I stay still enough that she won’t see the shadows change, and close enough to hear her move if she does.
She hasn’t moved yet.
I read the Cyrillic characters, letting my voice drop into a low murmur that scrapes straight through the wood.
“Ya ne proshu tvoey lyubvi.” I don’t ask for your love.
The door stays locked.
It always does.
For weeks she has been living in this house and I have spent my midnights glued to this patch of floor, reading to a solid block of oak while she refuses to give me a single fucking word.
My hand finds the same split leather spine, my weight settling into the same patch of floor, my spine against the plaster.
I turn the page, the paper whispering in the quiet hall.
The cicadas are screaming out in the oaks, the jasmine turning heavy enough to choke, and my shirt sticks to my back while I force myself to stay perfectly still.
I keep reading to her.
Speaking Russian pulls at something behind my sternum that I can’t close back up.
I learned this language for one woman, and now the cadence of it tastes like the room she died in.
Don’t.
My hand goes flat against the wall behind me, my palm pressed to the plaster. I press harder, forcing my knuckles to feel the rigid wood frame underneath.
Plaster, plaster, plaster.
Not concrete.
This is not concrete.
My wrists are zip-tied to the chair. Concrete at my back. Concrete under my boots. One bulb on a wire above me, swinging in a draft I can’t find.

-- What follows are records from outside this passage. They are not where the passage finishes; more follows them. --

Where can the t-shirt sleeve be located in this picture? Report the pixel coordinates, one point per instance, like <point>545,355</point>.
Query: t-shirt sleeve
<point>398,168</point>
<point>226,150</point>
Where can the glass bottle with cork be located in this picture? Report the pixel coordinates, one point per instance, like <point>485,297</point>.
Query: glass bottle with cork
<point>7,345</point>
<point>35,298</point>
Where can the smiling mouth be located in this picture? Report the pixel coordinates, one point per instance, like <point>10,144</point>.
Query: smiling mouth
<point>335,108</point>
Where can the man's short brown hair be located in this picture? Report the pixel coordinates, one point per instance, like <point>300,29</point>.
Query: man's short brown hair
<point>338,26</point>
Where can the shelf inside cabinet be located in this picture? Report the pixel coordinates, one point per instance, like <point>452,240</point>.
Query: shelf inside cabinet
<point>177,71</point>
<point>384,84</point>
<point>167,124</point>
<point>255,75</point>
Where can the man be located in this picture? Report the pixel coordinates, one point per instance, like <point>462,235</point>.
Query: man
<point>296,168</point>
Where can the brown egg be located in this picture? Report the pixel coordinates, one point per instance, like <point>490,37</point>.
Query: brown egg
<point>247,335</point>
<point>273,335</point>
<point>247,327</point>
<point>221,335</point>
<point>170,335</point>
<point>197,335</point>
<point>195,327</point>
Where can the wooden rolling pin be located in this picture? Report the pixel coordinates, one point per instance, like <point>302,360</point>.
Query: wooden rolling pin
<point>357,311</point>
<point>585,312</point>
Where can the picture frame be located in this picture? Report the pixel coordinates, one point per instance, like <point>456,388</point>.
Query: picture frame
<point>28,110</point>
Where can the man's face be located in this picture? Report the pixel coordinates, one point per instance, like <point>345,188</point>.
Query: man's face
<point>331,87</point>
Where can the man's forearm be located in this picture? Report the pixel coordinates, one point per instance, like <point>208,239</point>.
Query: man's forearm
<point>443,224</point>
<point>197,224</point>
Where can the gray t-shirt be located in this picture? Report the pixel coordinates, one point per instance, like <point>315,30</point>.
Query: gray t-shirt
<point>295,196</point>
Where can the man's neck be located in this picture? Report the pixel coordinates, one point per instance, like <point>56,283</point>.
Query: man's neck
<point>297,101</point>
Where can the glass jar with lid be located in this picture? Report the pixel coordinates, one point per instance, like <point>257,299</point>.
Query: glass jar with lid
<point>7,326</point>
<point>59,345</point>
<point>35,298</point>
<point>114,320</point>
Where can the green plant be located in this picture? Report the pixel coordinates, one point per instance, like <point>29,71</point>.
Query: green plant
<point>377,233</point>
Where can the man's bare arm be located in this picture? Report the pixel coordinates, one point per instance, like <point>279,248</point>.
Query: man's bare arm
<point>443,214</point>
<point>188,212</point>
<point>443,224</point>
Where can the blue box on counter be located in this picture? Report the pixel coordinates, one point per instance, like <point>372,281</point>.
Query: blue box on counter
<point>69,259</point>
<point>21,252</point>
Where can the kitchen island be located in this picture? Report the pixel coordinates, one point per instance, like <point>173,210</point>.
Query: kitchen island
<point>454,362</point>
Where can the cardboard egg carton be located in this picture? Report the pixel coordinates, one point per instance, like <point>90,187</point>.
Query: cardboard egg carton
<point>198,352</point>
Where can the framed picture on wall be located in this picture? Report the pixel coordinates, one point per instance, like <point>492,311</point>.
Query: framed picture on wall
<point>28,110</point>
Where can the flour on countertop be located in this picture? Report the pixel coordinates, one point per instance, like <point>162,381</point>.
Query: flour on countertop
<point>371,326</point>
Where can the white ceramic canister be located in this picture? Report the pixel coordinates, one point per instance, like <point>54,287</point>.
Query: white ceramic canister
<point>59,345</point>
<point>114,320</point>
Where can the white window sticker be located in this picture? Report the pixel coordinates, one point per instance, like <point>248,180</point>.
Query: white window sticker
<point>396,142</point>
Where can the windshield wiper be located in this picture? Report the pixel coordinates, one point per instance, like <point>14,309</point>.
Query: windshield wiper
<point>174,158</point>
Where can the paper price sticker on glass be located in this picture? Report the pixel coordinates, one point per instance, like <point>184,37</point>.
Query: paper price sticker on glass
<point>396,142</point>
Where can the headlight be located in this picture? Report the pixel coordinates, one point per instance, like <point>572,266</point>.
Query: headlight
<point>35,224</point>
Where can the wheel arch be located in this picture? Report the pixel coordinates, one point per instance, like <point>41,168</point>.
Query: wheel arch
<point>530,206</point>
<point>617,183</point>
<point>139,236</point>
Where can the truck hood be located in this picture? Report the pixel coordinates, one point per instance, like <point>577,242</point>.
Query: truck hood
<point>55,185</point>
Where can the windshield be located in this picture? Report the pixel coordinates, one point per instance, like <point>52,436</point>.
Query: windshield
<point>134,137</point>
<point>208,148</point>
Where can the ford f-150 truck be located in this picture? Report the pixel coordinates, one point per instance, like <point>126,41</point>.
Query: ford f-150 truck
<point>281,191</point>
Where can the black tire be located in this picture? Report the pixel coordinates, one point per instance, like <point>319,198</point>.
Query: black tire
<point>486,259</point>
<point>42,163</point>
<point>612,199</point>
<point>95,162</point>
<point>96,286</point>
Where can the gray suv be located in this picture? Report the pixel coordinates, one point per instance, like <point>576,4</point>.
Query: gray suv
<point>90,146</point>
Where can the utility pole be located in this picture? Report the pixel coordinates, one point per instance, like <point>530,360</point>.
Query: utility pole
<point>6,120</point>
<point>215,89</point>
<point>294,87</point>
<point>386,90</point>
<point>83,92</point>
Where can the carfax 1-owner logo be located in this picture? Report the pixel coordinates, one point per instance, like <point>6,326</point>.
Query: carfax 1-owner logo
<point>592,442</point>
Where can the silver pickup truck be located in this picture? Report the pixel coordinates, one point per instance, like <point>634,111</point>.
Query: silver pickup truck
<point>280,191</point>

Yelena six feet across from me, the blood at her temple still wet. Her chin is up. She isn’t looking at Alexei. She is looking at me. She is humming through the knife at her throat and her eyes are?—
Stop.
I pull my hand off the wall, shoving my fingers hard into the denim of my thigh until the tremor stops. I count thirty breaths through my teeth before I trust the plaster again.
Then I do.
The hallway is dead quiet.
There’s just the ragged drag of my own lungs and the jasmine drifting in through the glass like it has nowhere else to be.
I don’t know if she is listening to the poetry.
Don’t know if she is even awake in the dark.
Then I catch a sound from the other side of the oak panel.
The floorboard creaks, a weight shift that tells me she’s moved from the edge of the mattress to the floor, her bare feet sliding over the wood until she’s standing directly against the other side of the door.
She is on the other side of the wood.